I often wonder about how I did as a father, how I was for my children during their younger days. I know I was absent a lot, at least emotionally; it was the best way to avoid fighting with their mother. On a great many days, hiding in my office and staying away from Carla was the best way to ensure peace in the home. In fact I often feel I abdicated in my role as father, leaving the complete field open to Carla, just so as to keep the fighting down.

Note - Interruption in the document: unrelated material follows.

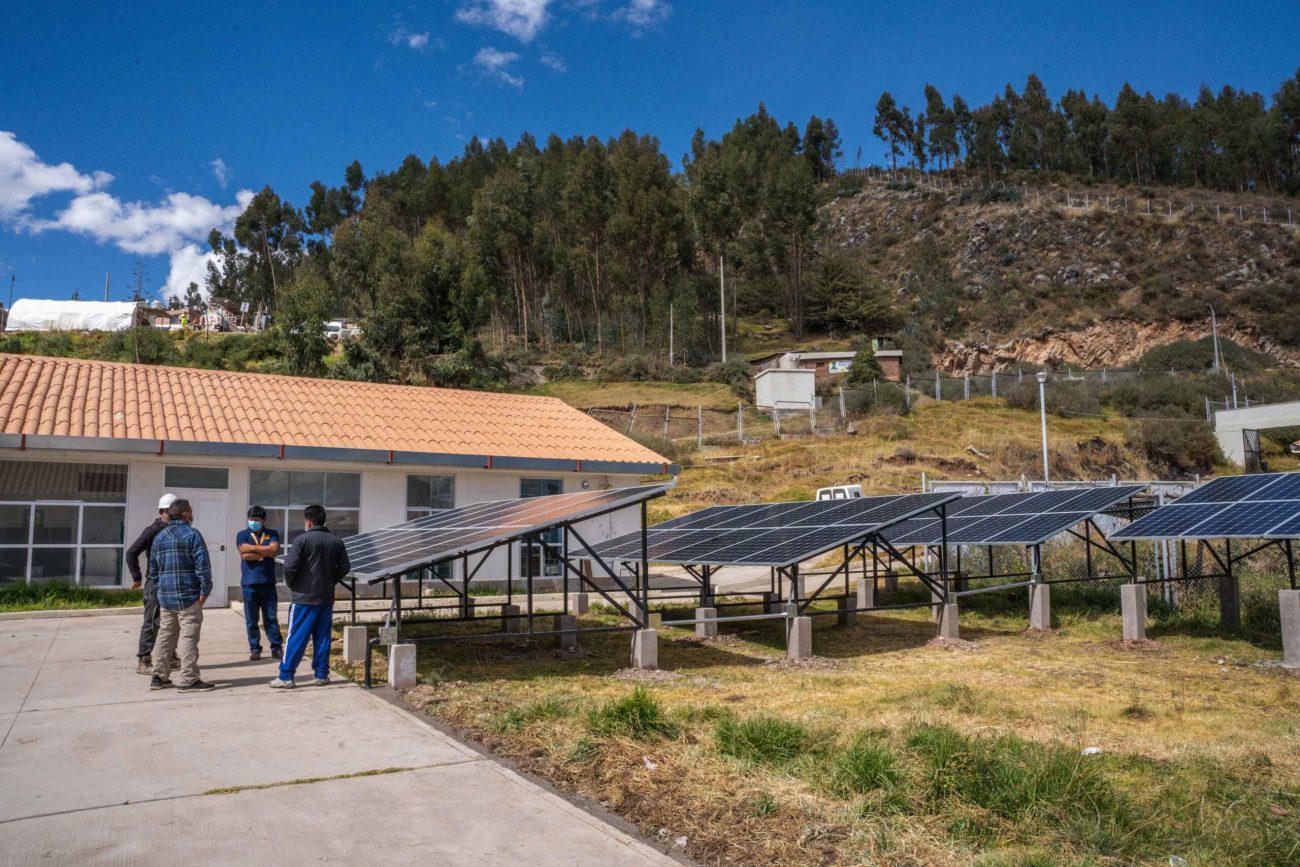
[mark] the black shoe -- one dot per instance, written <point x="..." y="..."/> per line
<point x="196" y="686"/>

There is, however, one area where I feel I did a really good job with my kids, the area of colour blindness. I have always believed in the words of Martin Luther King, Jr., that a person should be judged not by the colour of their skin but by the quality of their character. I truly wanted my children to grow up in a household where race, creed, colour, ethnicity or sexual orientation had nothing to do in choosing friends or companions. Sometimes I had to work hard at this, building my own character. I wanted my children to strive for higher ideals.

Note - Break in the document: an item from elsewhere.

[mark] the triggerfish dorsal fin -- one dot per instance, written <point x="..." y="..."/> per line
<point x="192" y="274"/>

Mostly I think I was successful. Certainly the model of my own life is a reasonable example. I have friends, people I love, of every possible ethnicity and religion. I have Christian friends, Jewish friends, Muslim friends, Hindu friends, Sihk friends, Wiccan friends, and even a few Athiest friends. I strive not only to respect but to support their beliefs whenever I can; where we differ, I do my darnedest to respect the differences no matter how strong that disagreement.

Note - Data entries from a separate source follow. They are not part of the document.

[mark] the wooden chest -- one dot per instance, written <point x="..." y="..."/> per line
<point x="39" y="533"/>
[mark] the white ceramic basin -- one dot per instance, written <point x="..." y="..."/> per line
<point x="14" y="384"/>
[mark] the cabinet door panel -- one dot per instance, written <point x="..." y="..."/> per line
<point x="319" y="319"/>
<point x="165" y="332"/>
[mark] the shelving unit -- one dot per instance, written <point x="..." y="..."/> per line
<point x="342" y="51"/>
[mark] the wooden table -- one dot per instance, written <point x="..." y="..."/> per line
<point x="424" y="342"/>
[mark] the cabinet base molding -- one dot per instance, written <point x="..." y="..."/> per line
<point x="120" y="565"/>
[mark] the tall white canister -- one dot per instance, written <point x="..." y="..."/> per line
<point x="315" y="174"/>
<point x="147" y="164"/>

It makes me proud when I see my children reflecting that belief in their own lives. As youngsters and teenagers, friends of every background were welcome in our home. As adults I think, and hope, their catalogue of companions reaches far and wide. As adults, my dream for my children is a world where this kind of inclusion and understanding is universal. This is a dream which can only be built one child at a time, in homes where people celebrate the multicultural difference which make Canada a truly wonderful place to live.
I want my politicians and government to reflect this dream as well; none of this "old stock" Canadian nonsense. That's just a code word for "white". I have Chinese friends whose families have been here longer than mine; their Canadian stock is much older than mine. I have friends whose families left India before the turn of the 20th century; their Canadian stock is much older than mine. There are black families in Nova Scotia who have been there since before the US Civil War. And all of this says nothing about the natives of this land who have been here for millennia.
We, as a people and as a nation, can only win the battle for peace through peace. We can only win the battle for acceptance by accepting. We cannot expect our culture to be respected if we don't respect the culture of others. All that I ask is that those cultures strive for, and educate their children to, the same kind of standard as all Canadians; that we be judged not by the colour of our skin but by the quality of our character.